Hello, I recently bought a license but I am facing some issues with line breaks during extraction
You can reproduce the issue with this post:
As you can see the < p > line breaks are preserved using makefulltext.php
But using the same post with extract.php the line breaks are lost. Here is the output from extract.php https://pastebin.com/CZPydA22
I tested the solution from this topic but it didn’t work for me Different results in extract.php vs makefulltextfeed.php
How can I fix this issue?
Thanks for reporting this.
By default the extract.php endpoing enables xss filtering, which basically means we run the extracted content through htmLawed with a number of options enabled.
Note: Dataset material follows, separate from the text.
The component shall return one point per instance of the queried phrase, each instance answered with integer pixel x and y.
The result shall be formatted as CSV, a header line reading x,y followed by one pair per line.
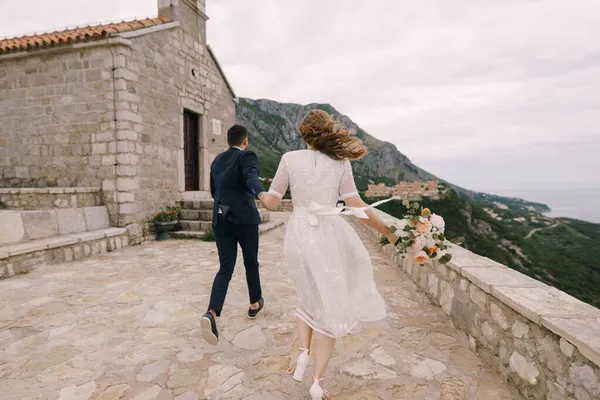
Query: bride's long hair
x,y
331,137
I don’t know why that results in
<p> elements being removed.
If you use makefulltextfeed.php, we don’t do this additional step, but if you pass &xss=1 as a paramter, you’ll see the same result:
So it’s something we’ll have to look at.
If you want to disable that in extract.php you’ll have to explicitly set xss to 0:
I’ll update again once we’ve had a chance to figure out what’s going on.
Thanks for the reply,
xss=0 seem to have fixed the issue. I did try it previously and I don’t understand why it didn’t work… maybe just a server-side caching issue
I have another question unrelated to this topic. Is there a way to extract the author name from the press releases posted on prnewswire.com globenewswire.com and newswire.ca?
Example using the same press release https://www.globenewswire.com/news-release/2019/04/09/1801637/0/en/Green-Thumb-Industries-GTI-Announces-Full-Year-2018-Revenue-of-62-5-Million-278-Year-Over-Year-Growth.html
The name of the company can be found in the source code:
meta name=“author” content=“Green Thumb Industries”
property="og:article:author " content=“Green Thumb Industries”
It’s also in the RSS feed contributor field: https://www.globenewswire.com/RssFeed/orgclass/1/feedTitle/GlobeNewswire%20-%20News%20about%20Public%20Companies
The 2 other sites (newswire.ca and prnewswire.com) also have the meta author field with the correct author
Hi, if you have something like this in your HTML…
<meta name=“author” content=“Green Thumb Industries”>
<meta property="og:article:author" content=“Green Thumb Industries”>
You can create a site config file to target the content attribute as follows:
As for the xss parameter sometimes causing failure, I couldn’t reproduce that I’m afraid. The URL you supplied worked fine for me with and without the parameter enabled.